2.2. Training Detail

We downsampled the images while training our model to speed up the training process. For the Korean dataset (Rapiscan, Astrophysics, and Smith), we resized the original image from size 1680 × 1050 to 640 × 480, which is approximately the original image’s aspect ratio. Considering the images’ original size is not fixed and has random aspect ratios for SIXray and COMPASS-XP, we resized the images to a fixed size of 416 × 416. Furthermore, we used the exact sizes for the training while testing.

2.3. Loss Function

The loss function in our training is a combination of the mean absolute error (MAE) and the mean squared error (MSE), given as

L o s s = \frac{1}{N} \sum_{i = 0}^{N} (| y - \hat{y} | + {(y - \hat{y})}^{2})

(1)

where N represents the total number of pixels in the image,

y

is the ground truth pixel value, and

\hat{y}

is the predict pixel value. This loss is inspired by Elastic net [34]. It has been found empirically that this loss is better than each separately for training. Additionally, both MAE and MSE have disadvantages. Training with MAE loss is slow as the training error values are relatively significant, making it difficult for the model to reduce rapidly. Moreover, MSE is so sensitive to outliers that it usually produces under-fitting. Therefore, the combination has a trade-off between the training speed and excellent fitting.

3. Experiment Preparation and Benchmarks

We measured the accuracy of material discrimination based on the capability of colorization and recognition of different materials in the grayscale image generated by the X-ray scanner. Furthermore, we implemented our proposed model using Tensorflow and Keras libraries. Our training processes were performed on a desktop computer with an intel i7-9700 processor, 32 GB of RAM, and an Nvidia TITAN RTX graphics processing unit.

For training, we used Korean dataset (X-ray images from three scanners), SIXray, and COMPASS-XP.

The Korean Dataset [35] comprises X-ray images of 35 different items of dangerous materials captured from three kinds of scanners: Rapiscan, Astrophysics, and Smith. For each scanner, the data were scanned using four strategies, and each is collected in a file as below.

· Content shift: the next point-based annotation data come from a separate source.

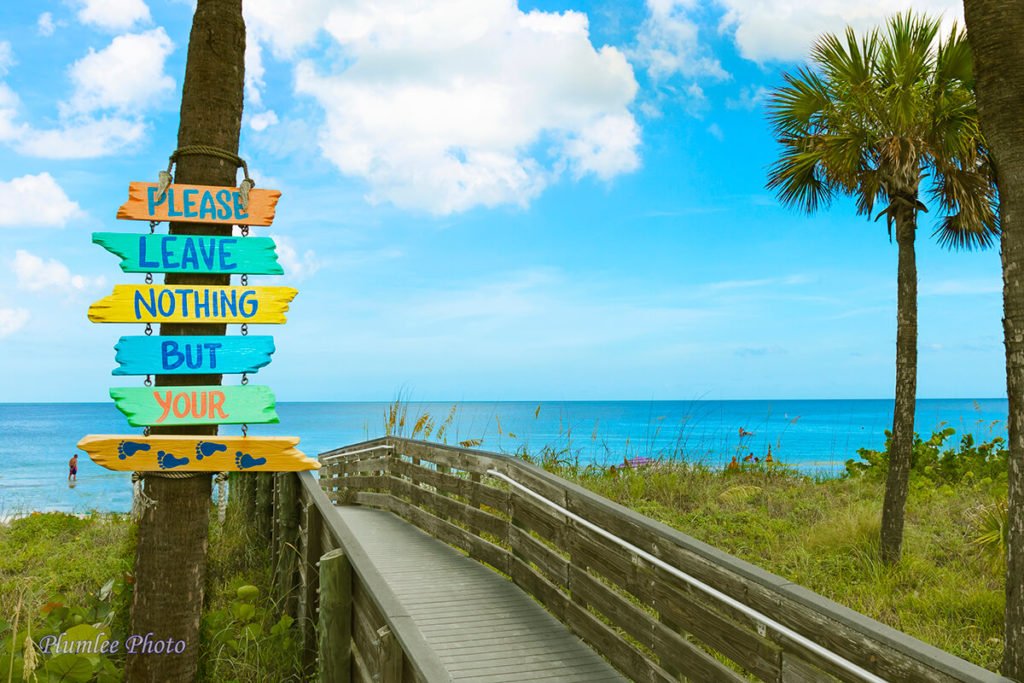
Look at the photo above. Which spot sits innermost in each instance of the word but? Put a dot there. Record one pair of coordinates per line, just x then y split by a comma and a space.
171, 357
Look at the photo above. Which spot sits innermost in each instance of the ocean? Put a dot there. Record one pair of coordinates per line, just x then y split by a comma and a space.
37, 439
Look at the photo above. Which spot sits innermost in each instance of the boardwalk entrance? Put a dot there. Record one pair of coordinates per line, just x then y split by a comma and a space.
449, 555
480, 625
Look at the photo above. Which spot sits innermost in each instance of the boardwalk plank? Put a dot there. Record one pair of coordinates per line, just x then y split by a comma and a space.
482, 627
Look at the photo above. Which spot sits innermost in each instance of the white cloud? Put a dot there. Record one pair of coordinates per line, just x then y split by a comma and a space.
114, 14
784, 31
45, 25
12, 319
254, 72
750, 98
286, 26
668, 43
36, 274
35, 201
605, 147
6, 57
296, 266
126, 76
104, 114
448, 105
87, 138
262, 120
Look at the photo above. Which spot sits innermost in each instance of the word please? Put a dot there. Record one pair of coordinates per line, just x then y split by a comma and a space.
221, 304
207, 403
227, 205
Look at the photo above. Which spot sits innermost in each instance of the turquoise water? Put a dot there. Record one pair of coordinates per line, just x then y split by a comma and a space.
37, 439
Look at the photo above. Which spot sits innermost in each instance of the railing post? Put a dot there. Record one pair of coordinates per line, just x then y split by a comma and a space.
335, 617
312, 549
274, 518
388, 655
288, 542
248, 486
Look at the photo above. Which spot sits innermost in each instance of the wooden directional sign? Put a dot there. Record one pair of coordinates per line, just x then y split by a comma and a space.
190, 253
199, 204
196, 404
193, 355
194, 454
198, 303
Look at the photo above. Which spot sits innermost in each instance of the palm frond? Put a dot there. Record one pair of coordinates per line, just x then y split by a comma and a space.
799, 180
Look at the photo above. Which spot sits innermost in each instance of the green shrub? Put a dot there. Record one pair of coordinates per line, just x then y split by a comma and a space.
966, 462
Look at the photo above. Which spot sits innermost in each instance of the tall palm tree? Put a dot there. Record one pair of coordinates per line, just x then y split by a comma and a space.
170, 555
871, 119
995, 28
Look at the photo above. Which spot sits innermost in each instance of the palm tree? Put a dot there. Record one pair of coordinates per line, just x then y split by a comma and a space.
871, 119
994, 28
170, 554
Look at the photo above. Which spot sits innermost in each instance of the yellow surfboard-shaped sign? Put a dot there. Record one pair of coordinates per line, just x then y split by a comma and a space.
196, 303
195, 454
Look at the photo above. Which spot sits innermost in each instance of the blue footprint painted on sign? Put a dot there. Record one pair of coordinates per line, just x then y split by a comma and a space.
245, 461
129, 449
207, 449
167, 461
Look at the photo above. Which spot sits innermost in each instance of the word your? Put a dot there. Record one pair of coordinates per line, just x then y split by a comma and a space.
102, 645
227, 206
171, 357
186, 402
221, 304
215, 253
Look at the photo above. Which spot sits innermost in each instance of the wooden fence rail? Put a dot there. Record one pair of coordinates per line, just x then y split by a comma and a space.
609, 574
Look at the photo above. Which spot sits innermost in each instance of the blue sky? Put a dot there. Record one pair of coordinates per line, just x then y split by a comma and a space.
480, 201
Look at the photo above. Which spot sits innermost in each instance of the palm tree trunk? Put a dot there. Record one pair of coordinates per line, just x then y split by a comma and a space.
170, 557
901, 446
994, 30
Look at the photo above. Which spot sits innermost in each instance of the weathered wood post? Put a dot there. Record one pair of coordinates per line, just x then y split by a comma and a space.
335, 619
248, 480
389, 655
311, 550
289, 547
170, 555
264, 506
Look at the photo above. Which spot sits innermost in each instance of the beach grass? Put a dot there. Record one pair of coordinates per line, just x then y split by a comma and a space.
823, 534
243, 638
55, 556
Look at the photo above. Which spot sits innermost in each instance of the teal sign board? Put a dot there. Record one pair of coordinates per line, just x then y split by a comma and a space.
196, 404
192, 253
193, 355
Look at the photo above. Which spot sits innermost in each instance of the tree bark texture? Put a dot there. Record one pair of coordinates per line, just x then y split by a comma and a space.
901, 445
994, 31
170, 558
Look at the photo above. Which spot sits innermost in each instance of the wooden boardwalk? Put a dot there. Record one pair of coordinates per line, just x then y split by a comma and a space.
482, 627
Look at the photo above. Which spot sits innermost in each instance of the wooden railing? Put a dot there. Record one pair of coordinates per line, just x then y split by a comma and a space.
657, 603
350, 625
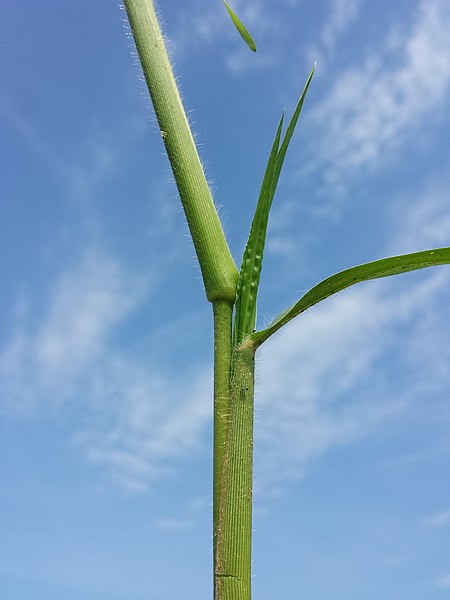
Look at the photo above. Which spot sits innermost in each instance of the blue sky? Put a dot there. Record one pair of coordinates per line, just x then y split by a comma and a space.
105, 346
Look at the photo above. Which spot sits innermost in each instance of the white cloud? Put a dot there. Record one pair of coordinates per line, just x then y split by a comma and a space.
342, 15
87, 301
321, 385
374, 109
206, 23
438, 520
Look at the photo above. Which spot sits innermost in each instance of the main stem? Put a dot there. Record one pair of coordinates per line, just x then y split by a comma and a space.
233, 375
223, 313
217, 265
232, 573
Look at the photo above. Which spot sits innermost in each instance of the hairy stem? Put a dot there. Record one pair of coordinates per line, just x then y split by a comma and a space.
223, 313
218, 268
232, 573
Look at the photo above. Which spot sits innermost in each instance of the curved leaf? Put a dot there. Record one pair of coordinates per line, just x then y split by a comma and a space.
372, 270
241, 28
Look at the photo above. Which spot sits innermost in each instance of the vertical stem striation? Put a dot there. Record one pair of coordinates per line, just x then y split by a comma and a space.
232, 574
223, 314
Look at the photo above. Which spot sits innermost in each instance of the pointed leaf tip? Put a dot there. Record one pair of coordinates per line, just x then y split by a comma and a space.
243, 31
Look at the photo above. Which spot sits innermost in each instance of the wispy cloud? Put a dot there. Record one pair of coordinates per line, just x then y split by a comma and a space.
438, 520
342, 15
49, 353
205, 23
377, 107
320, 385
443, 581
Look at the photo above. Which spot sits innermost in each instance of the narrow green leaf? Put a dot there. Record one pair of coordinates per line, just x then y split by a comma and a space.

Single default: This data represented one sample of the relevant item without selecting any item other than the relevant item. The item was scanned from multiple angles. This set represents 15% of the total data of the target image, which were generated considering various angles of the item and entry directions of the luggage.

Single other: This data contained a relevant item generated from different angles and general non-dangerous items (clothes, cables, charger, pen, glasses, etc.) other than the sample. This set represented 15% of the total data of the target image generated while considering the longitudinal direction.

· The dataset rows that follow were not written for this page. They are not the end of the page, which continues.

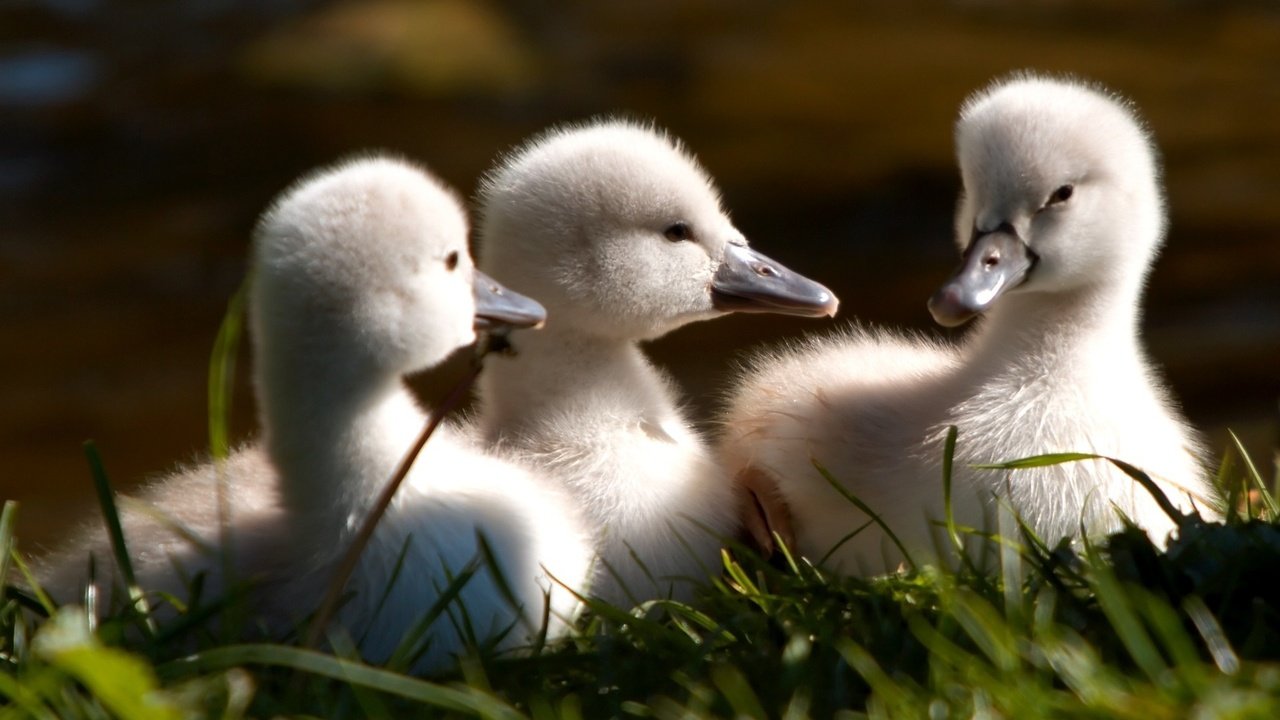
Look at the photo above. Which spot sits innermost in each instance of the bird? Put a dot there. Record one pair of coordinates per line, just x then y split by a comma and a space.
1059, 220
360, 276
620, 232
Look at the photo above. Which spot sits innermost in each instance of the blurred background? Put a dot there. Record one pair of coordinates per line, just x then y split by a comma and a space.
138, 140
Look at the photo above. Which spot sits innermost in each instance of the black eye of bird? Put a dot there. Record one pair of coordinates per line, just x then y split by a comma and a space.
1060, 195
679, 232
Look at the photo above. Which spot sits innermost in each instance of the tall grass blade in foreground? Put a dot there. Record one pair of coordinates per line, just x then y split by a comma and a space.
112, 518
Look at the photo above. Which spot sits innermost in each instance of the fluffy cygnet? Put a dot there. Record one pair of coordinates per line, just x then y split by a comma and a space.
361, 276
1059, 222
621, 235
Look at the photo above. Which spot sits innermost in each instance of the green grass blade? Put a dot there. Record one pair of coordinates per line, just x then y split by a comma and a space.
112, 516
1040, 461
8, 520
122, 682
1118, 606
869, 513
1211, 632
457, 700
1269, 500
222, 373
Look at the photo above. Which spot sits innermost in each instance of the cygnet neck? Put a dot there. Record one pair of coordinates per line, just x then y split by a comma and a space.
336, 434
557, 368
1065, 333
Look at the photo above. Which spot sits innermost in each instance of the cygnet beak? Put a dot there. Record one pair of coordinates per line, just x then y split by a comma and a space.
501, 309
749, 282
995, 263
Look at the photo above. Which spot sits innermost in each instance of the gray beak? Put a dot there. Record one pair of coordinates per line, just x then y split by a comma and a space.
501, 309
995, 263
749, 282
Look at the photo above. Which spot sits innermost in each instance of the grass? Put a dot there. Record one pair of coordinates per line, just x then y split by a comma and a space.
1114, 629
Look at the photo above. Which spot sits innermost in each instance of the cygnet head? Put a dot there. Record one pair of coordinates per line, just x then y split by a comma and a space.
1060, 195
361, 270
621, 235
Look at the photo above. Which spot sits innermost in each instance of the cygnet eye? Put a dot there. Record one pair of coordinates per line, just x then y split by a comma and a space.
679, 232
1060, 195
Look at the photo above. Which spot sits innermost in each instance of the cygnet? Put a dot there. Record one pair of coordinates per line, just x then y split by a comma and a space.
621, 235
361, 274
1059, 220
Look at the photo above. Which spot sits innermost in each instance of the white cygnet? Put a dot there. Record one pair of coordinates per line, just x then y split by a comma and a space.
1059, 220
361, 274
621, 235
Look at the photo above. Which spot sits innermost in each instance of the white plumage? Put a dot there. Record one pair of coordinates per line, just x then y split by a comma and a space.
362, 276
1059, 220
621, 235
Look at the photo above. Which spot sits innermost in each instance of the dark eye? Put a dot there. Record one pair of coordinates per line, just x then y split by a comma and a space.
1060, 195
679, 232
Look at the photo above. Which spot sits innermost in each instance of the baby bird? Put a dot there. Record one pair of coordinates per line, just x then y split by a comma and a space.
1059, 220
361, 276
621, 235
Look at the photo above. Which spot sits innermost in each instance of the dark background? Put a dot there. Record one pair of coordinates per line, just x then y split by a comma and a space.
140, 139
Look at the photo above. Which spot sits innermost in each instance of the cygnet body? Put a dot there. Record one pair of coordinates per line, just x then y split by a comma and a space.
1059, 222
621, 235
362, 276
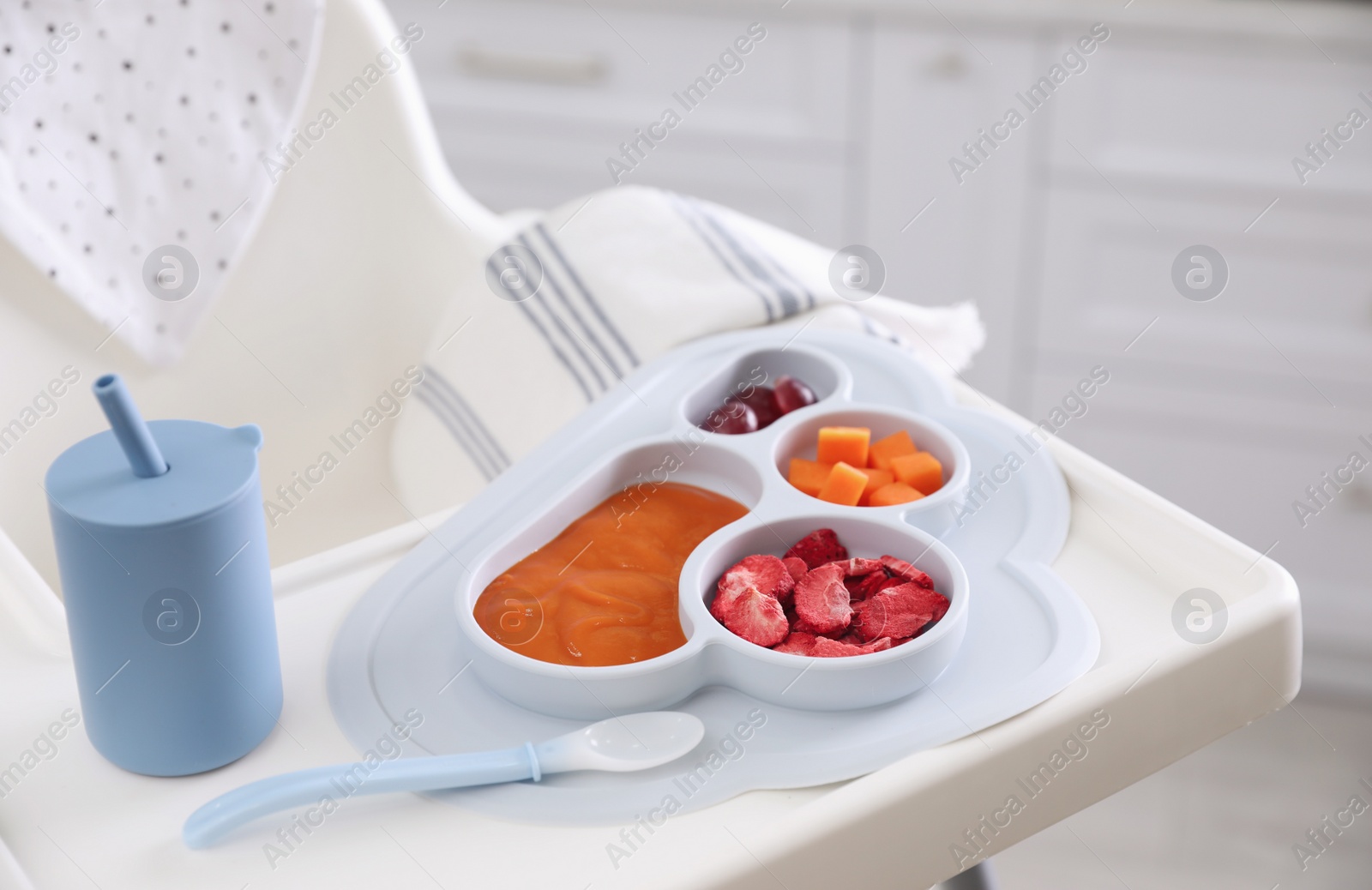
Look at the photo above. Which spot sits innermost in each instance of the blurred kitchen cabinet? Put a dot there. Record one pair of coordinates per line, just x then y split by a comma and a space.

Multiple Categories: This data represented one sample of the relevant item with other dangerous items representing the largest share of the dataset, i.e., 40% of the data, by generating simultaneous images with other samples of the same item. For example, if the target item is a gun, we can find other sharp tools or hazardous items in the same image.

Multiple Other: This data represented multiple samples of the relevant item and general non-dangerous items, representing 30% of the data.

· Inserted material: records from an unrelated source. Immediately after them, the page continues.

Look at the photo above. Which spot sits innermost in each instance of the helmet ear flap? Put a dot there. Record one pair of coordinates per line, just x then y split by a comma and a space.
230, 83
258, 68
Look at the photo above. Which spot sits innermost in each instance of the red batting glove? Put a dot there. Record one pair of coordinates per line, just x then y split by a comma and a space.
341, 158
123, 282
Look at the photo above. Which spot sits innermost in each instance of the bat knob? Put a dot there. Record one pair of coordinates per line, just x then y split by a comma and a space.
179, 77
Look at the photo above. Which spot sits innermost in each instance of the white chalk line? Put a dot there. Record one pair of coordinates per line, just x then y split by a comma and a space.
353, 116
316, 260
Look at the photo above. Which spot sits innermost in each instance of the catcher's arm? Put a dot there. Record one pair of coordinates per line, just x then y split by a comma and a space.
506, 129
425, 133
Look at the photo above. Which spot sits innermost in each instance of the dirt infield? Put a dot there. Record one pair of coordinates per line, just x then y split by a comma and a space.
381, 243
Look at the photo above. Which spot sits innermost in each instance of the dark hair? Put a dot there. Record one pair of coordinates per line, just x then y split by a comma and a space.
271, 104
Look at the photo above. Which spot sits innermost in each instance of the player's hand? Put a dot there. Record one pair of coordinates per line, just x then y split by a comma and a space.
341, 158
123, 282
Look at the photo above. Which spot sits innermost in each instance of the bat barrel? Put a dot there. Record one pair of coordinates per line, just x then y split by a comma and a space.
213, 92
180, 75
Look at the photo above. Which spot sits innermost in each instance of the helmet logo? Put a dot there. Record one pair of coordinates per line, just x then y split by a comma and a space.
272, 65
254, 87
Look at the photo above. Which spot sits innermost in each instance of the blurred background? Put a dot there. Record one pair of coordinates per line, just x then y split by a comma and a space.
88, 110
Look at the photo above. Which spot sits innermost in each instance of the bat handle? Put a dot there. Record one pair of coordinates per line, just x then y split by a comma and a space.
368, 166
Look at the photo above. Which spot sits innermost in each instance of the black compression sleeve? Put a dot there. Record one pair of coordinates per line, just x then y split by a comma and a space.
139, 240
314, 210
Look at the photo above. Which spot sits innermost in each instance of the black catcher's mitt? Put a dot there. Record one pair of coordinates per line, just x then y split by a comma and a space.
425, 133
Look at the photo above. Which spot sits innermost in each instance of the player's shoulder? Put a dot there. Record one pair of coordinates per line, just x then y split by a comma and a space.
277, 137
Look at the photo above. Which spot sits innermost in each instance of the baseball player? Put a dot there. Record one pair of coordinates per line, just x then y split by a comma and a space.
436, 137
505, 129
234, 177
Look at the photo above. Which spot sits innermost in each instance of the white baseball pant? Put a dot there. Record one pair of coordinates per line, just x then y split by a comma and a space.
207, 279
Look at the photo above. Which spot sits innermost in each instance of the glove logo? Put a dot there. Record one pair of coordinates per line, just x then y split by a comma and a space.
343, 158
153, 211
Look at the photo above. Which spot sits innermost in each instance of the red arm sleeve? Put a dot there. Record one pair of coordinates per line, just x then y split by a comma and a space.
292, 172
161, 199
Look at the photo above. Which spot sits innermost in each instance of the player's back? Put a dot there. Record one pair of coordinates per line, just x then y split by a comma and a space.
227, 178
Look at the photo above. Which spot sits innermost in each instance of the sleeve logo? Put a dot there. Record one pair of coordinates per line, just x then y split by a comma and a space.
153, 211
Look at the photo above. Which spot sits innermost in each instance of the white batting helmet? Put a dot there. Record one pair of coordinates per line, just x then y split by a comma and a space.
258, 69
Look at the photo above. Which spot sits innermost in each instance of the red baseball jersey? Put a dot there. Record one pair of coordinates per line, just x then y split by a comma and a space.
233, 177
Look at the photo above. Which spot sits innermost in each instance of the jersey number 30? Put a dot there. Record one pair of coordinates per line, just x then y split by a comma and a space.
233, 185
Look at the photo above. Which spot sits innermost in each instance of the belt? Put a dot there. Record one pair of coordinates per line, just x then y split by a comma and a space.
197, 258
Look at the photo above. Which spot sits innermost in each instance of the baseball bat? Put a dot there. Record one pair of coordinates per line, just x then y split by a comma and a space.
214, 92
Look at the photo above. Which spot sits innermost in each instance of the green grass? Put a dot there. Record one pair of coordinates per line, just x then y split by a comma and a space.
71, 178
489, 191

All four types of data were generated by inserting the items into bags, backpacks, suitcases, and baskets. For training we used 75,525 images from multiple categories and single default, for validation we used 11,700 images from multiple others and single.

SIXray: This dataset was gathered from subway stations and released by Miao et al. [13]. Owing to the unknown scanner specifications and this dataset containing 1,059,231 images—including 8929 images in separate files based on six classes: guns, knives, wrenches, pliers, scissors, and hammers—we conducted two separate experiments. First, we trained all images (SIXray_all) for each folder of the SIXray dataset. We selected 80% of the images for training and 20% for validation. Second, we trained all images for positive samples using 8816 positive images and split them into 80% for training and 20% images for validation, respectively. This training aimed to force the model to pay more attention to the prohibited items (SIXray_positive), considering most negative images do not contain prohibited items.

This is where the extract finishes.